I was struck by the following line in Hall's Quantum Theory for Mathematicians (Ch. 23, p. 484):
In the case $N = T^*M$, for example, with the natural “vertical” polarization, geometric quantization does not allow us to quantize the kinetic energy function, at least not by the “standard procedure” of geometric quantization.
This sounds bad, because for a "free particle" system, the kinetic energy is the Hamiltonian, and without that we don't have a quantum system at all. I'd like to know if the procedure at least produces a "good" quantization for the following "simple" systems.

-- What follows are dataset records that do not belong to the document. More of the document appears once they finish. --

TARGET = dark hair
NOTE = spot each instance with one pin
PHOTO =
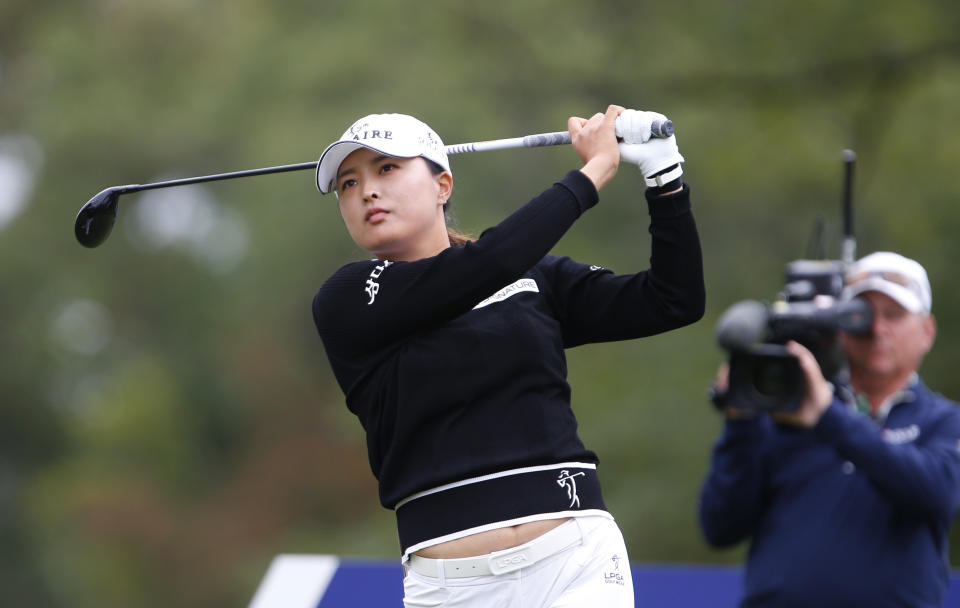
(457, 238)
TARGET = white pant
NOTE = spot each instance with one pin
(595, 573)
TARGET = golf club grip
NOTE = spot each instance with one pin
(659, 129)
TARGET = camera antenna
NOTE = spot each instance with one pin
(849, 252)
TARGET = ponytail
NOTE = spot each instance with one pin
(457, 238)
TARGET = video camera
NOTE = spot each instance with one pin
(762, 374)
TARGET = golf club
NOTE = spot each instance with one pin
(96, 218)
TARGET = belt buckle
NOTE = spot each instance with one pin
(509, 561)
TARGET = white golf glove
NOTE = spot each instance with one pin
(651, 154)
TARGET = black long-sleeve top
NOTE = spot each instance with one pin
(454, 364)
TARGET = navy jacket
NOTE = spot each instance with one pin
(455, 364)
(851, 513)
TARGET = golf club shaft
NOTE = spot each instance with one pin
(558, 138)
(529, 141)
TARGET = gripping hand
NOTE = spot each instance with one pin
(651, 154)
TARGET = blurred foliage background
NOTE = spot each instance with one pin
(168, 419)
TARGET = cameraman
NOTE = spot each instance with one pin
(847, 500)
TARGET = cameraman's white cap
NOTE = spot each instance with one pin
(890, 273)
(390, 134)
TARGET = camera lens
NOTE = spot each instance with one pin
(772, 378)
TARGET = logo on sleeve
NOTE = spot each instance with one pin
(904, 435)
(373, 288)
(510, 290)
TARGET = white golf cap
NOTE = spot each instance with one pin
(901, 278)
(390, 134)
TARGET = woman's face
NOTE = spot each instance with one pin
(393, 207)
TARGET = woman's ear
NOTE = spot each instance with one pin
(444, 187)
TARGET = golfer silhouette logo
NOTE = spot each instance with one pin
(568, 481)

Let $M$ be a smooth manifold of dimension $1$ or $2$ embedded in $\mathbb R^3$. We will think of $M$ as the configuration space for a particle, say a bead on a wire (in the 1D case) or a particle on a curved surface (in the 2D case). $M$ inherits Riemannian structure from its embedding into $\mathbb R^3$, and there is a way to construct a classical Hamiltonian so that the particle moves along geodesics of $M$. Let $\mathscr S_0$ denote the classical system of a "free" particle constrained to move along $M$, meaning there is no potential function on $M$ that affects the particle's motion. Let $\mathscr S_V$ denote the same system but with a sufficiently nice potential function $V$ on $M$.
Does geometric quantization produce a "good" quantum system for either of these classical systems, meaning that for some (hopefully systematic) choice of polarization, the classical observables of position, momentum, and energy can be quantized? If yes, is the quantization "very good" in the sense that $H=p^2/2m+V$?